Belize enjoys a stable government; suffrage is universal (but not compulsory) for everyone over the age of 18. The country has a parliamentary constitutional democracy and is directed by an elected prime minister. Belize is an independent commonwealth realm, and has a government structure that is based on Britain’s parliamentary system and a legal code fashioned after common law in England. Queen Elizabeth II is the head of state, and the current prime minister is Dean Barrow. There is a bicameral legislature known as the National Assembly that is made up of a house of representatives and a senate. The house of representatives is elected, while the senate is appointed.
There are two main political parties in Belize — the United Democratic Party (UDP) and the People’s United Party (PUP). A member of the PUP was prime minister prior to Dean Barrow, but in recent years the UDP has been gaining more traction in Belize.

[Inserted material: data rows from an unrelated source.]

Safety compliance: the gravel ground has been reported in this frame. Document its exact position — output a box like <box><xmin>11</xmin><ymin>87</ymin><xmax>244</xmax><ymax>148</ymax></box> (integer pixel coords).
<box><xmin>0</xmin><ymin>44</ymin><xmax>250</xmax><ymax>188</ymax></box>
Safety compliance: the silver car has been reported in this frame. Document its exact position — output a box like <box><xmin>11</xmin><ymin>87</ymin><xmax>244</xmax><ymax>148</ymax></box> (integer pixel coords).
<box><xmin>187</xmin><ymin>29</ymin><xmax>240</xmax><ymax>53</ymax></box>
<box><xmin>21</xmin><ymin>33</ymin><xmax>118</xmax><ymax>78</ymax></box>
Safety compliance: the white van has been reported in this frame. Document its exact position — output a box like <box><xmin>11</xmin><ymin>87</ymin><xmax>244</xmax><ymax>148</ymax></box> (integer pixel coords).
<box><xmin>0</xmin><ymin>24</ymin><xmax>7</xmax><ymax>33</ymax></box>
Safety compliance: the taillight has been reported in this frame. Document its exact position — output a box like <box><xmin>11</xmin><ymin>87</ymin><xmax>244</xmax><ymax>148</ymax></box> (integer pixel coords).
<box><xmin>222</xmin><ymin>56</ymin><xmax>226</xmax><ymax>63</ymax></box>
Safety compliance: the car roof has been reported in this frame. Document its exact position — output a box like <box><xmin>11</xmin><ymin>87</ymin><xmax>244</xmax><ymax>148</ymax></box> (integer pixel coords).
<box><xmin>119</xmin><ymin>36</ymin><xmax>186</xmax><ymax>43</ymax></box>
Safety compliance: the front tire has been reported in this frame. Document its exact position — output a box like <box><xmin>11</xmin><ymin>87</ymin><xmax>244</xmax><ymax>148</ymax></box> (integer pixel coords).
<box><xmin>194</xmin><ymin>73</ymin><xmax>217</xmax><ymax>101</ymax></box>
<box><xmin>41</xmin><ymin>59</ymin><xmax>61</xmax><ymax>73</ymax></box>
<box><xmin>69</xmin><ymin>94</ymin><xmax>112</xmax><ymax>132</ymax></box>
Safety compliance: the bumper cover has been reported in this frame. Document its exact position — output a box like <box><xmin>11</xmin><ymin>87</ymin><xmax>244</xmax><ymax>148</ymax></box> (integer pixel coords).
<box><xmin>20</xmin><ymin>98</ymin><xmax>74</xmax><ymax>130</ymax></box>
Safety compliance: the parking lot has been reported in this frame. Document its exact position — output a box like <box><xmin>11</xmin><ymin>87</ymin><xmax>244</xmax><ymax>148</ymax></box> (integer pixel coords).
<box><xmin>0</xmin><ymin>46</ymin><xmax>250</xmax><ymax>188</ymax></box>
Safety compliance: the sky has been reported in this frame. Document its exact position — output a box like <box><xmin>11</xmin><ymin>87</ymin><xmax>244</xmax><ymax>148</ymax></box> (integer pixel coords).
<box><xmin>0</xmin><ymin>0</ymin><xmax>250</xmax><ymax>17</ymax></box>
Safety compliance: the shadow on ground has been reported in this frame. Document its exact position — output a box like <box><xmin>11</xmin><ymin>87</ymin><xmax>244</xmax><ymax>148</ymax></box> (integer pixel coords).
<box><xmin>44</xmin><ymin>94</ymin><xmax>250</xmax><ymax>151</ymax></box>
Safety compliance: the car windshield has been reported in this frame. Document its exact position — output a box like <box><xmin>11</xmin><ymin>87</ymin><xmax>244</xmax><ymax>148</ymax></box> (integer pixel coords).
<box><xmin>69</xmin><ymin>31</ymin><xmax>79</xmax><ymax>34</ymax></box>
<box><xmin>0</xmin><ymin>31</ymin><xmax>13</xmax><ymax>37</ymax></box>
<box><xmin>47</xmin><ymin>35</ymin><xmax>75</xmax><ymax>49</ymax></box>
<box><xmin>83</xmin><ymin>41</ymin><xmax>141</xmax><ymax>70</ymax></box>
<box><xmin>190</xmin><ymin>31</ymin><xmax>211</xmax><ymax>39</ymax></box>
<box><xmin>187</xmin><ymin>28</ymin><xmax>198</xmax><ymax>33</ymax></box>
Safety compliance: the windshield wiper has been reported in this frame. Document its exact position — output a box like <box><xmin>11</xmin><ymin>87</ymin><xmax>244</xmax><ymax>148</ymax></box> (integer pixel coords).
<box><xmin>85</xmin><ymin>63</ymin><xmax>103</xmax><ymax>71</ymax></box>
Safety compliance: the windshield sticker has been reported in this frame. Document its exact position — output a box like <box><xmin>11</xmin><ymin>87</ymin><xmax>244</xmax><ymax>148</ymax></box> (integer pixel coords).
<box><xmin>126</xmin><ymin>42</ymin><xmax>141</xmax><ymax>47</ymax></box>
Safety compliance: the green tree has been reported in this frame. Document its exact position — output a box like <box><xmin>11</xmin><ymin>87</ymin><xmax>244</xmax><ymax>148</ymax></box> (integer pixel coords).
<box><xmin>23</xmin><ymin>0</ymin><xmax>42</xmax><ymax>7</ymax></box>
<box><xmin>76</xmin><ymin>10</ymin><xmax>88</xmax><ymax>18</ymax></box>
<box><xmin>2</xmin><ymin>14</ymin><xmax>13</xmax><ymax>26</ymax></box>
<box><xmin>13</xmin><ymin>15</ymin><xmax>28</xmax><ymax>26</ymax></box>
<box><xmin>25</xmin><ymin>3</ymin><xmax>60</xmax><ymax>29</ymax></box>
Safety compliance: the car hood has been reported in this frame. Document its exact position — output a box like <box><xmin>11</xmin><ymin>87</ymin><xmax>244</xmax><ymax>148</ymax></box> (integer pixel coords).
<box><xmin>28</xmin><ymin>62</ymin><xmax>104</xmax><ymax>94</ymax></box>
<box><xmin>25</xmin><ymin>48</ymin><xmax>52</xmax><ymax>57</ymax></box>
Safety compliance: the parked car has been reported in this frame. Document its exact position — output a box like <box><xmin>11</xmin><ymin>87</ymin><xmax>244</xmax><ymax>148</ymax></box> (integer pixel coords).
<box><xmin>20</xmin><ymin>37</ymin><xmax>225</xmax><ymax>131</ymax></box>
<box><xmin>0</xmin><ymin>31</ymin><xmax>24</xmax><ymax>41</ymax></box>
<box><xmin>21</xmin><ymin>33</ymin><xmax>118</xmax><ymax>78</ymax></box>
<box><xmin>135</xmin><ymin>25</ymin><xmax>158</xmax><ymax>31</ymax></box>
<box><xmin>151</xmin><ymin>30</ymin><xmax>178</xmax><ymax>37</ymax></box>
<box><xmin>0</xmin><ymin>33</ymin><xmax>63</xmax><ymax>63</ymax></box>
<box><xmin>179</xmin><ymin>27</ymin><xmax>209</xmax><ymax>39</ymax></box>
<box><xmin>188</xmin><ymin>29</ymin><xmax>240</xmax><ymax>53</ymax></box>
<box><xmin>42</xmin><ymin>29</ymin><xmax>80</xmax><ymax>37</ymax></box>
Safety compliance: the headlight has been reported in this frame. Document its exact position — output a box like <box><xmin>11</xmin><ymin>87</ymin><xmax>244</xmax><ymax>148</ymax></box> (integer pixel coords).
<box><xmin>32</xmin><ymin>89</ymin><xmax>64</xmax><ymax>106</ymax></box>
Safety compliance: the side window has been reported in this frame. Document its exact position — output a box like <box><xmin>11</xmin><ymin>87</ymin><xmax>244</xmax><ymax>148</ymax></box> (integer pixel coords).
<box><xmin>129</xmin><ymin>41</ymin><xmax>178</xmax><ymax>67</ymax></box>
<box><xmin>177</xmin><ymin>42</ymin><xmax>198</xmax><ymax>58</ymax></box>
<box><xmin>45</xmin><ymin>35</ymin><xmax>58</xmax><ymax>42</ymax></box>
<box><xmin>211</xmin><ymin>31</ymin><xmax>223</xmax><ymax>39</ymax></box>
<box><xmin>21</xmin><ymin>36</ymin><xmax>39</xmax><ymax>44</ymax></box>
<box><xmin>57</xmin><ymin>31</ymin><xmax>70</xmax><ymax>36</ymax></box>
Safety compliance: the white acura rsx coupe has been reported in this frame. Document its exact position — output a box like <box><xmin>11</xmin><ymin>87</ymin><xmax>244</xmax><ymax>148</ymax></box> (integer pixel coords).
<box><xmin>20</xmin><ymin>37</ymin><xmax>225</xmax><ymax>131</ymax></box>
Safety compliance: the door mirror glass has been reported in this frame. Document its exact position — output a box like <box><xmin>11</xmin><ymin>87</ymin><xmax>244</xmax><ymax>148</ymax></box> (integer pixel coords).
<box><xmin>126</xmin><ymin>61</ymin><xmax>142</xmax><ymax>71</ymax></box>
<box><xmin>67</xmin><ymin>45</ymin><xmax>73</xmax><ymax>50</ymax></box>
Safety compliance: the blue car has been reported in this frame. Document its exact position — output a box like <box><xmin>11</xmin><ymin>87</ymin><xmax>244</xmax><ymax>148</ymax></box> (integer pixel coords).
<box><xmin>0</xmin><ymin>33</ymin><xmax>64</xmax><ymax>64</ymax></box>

This is partly related to a handful of corruption scandals involving the PUP. The two parties are political adversaries, but thankfully political-based violence is uncommon in Belize.
Belize’s economy has traditionally revolved around trees and wood — mahogany, logwood, and chicle (a substance used in gum that comes from the chicle tree) were the main exports. In recent years, however, tourism has taken the forefront, with fisheries, shrimp farming, and agriculture also adding to the economy. Belize is very small, however, and most of its goods are imported. Current exports include bananas, lobster, sugar, citrus, and timber.
Belize’s economy struggles due to high labor and energy costs, as well as a “brain drain” of professionals to Europe and the U.S. The government has worked to attract foreign companies to Belize, many of which are involved in manufacturing.
Tourism is a huge economic driver in Belize. It’s responsible for nearly 1 in 7 jobs and accounts for some 22 percent of the country’s GDP. Around 250,000 overnight tourists visit Belize each year, with the vast majority coming from the United States. Tourism is, however, a contentious topic in Belize. It negatively impacts Belize’s fragile ecosystems and infrastructure, but also encourages the creation of national parks and nature reserves. It also brings massive amounts of money to the country. Tourism – and ecotourism in particular — has an important place here, but the balance hasn’t been mastered just yet.
Additionally, a heavy reliance on tourism also creates fragility in the economy — if tourists from foreign countries suffer economic setbacks, their ability to travel decreases, in turn, hurting Belize. Furthermore, nearly half of the population lives below the poverty line, making it almost inevitable that you will see poverty during your trip.